Quantification of RNA for cellular fingerprinting with solid-state nanopores

利用固态纳米孔对 RNA 进行细胞指纹定量

• 批准号: 2626154
• 金额: --
• 依托单位: University of Cambridge
• 依托单位国家: 英国
• 项目类别: Studentship
• 财政年份: 2021
• 资助国家: 英国
• 起止时间: 2021 至 无数据
• 项目状态: 未结题
• 来源: https://gtr.ukri.org/projects?ref=studentship-2626154
• 关键词: Quantification; RNA; cellular; fingerprinting; solid

Nanopores have become a versatile sensing technique for the single molecule analysis of DNA, RNA and proteins. Single molecules are detected by measuring changes in ionic current flow as they pass through a nanometre scale pore separating two chambers containing salt solution. In this project we will develop a new technique for the identification and counting of native RNA molecules for diagnostics and fundamental transcriptomics research. The core of the project will build on the techniques on design and assembly of DNA-RNA hybrid structures learned during the Midi project. Initially, we will use RNA samples to develop larger libraries of DNA staple that allow to distinguish 100 different RNA target molecules. It will be necessary to understand the physics of the translocation process and the underlying folding of DNA-RNA hybrid structures. The solid-state nanopore sensing will allow for rapid screening of the stability of the RNA-DNA hybrids as well as RNA structural elements. The latter are under intense investigation with other, lower throughput single-molecule techniques like optical tweezers. We will also investigate the kinetics of structure formation in liquid droplets in microfluidic environments. The proper formation of the RNA-DNA hybrid structures in pico-femtoliter droplets is unexplored and will enable the reduction of sample volumes to allow for single-cell measurements. Single-cell transcriptomics is a fast-growing area where the need to use reverse transcription and amplification hinders the direct analysis of native RNA structures. With the integration of of solid-state nanopore sensing into microfluidic systems, the project in the third year will detect RNA targets in cellular extracts with single cell resolution.

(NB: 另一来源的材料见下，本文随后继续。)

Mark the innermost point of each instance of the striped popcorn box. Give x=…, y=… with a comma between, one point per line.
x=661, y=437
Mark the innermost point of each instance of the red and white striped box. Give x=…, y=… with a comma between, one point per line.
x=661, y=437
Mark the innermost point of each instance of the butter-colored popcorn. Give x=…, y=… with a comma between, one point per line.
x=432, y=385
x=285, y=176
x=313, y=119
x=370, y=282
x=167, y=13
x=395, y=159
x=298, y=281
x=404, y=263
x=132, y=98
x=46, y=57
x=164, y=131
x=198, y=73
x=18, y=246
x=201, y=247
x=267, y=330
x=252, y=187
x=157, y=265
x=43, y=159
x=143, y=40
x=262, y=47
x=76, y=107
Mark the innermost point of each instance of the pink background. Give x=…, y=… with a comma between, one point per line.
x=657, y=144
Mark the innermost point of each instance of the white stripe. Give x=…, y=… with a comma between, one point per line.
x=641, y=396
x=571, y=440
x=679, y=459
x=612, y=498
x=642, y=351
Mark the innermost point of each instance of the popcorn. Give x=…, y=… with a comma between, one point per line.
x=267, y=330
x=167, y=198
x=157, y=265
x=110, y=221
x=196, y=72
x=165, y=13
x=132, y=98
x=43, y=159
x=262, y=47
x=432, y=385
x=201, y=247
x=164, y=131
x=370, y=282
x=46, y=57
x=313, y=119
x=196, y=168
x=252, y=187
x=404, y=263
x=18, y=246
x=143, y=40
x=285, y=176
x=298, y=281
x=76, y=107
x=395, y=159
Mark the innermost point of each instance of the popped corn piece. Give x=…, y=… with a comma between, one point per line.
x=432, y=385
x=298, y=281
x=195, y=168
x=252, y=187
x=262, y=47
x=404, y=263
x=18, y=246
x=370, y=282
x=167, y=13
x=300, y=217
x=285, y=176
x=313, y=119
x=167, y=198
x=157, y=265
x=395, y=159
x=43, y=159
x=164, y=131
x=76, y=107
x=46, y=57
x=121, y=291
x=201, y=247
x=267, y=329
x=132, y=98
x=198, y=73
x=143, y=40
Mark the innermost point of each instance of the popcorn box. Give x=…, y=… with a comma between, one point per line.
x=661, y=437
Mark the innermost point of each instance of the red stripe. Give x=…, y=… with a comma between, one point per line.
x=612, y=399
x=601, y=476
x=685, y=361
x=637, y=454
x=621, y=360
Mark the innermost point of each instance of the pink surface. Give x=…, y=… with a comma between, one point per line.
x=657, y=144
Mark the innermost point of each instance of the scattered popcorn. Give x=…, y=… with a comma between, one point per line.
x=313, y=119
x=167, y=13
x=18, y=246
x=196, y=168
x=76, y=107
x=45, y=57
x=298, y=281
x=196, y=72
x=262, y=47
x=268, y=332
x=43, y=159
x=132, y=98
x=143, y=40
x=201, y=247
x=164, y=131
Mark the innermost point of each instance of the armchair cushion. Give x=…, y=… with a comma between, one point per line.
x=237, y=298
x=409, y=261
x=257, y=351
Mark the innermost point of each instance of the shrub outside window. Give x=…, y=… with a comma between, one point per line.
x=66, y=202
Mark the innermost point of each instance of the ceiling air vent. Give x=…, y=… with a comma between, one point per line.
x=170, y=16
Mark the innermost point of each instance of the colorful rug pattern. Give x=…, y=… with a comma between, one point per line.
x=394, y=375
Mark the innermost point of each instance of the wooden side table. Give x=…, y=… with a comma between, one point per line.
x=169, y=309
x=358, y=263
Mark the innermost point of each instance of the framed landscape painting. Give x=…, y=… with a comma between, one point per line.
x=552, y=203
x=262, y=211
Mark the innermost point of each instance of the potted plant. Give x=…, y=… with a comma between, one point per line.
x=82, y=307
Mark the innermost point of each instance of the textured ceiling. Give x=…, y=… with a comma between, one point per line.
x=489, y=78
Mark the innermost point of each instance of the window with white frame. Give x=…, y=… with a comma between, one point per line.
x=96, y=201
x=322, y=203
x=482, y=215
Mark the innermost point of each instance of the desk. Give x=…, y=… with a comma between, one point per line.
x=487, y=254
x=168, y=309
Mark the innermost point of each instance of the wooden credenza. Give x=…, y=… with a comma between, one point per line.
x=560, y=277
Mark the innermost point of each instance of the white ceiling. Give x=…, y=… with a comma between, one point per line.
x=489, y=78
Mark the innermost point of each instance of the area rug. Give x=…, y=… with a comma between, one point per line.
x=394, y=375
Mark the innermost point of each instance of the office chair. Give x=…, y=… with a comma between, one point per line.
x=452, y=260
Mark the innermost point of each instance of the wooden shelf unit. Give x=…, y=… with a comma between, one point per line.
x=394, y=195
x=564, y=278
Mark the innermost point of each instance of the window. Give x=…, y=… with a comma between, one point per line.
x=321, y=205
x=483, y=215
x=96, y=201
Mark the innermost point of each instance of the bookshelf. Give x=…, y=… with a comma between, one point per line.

纳米孔已成为DNA、RNA和蛋白质单分子分析的通用传感技术。单个分子是通过测量离子电流的变化来检测的，因为它们通过一个纳米级的孔，分隔两个含有盐溶液的房间。在这个项目中，我们将开发一种新的技术来鉴定和计数天然RNA分子，用于诊断和基础转录组学研究。该项目的核心将建立在在Midi项目中学到的DNA-RNA混合结构的设计和组装技术的基础上。首先，我们将使用RNA样本来开发更大的DNA订书库，以便区分100个不同的RNA目标分子。有必要了解DNA-RNA杂交结构的易位过程和潜在折叠的物理学。固态纳米孔传感将允许快速筛选RNA-DNA杂交物以及RNA结构元件的稳定性。后者正在与其他产量较低的单分子技术(如光镊子)进行紧张的研究。我们还将研究微流体环境中液滴中结构形成的动力学。目前还没有探索在微飞升液滴中正确形成RNA-DNA杂化结构的方法，这将使样品体积减少，以便进行单细胞测量。单细胞转录学是一个快速发展的领域，需要使用逆转录和扩增来阻碍对天然RNA结构的直接分析。随着将固态纳米孔传感技术集成到微流控系统中，该项目将在第三年以单细胞分辨率检测细胞提取物中的RNA靶标。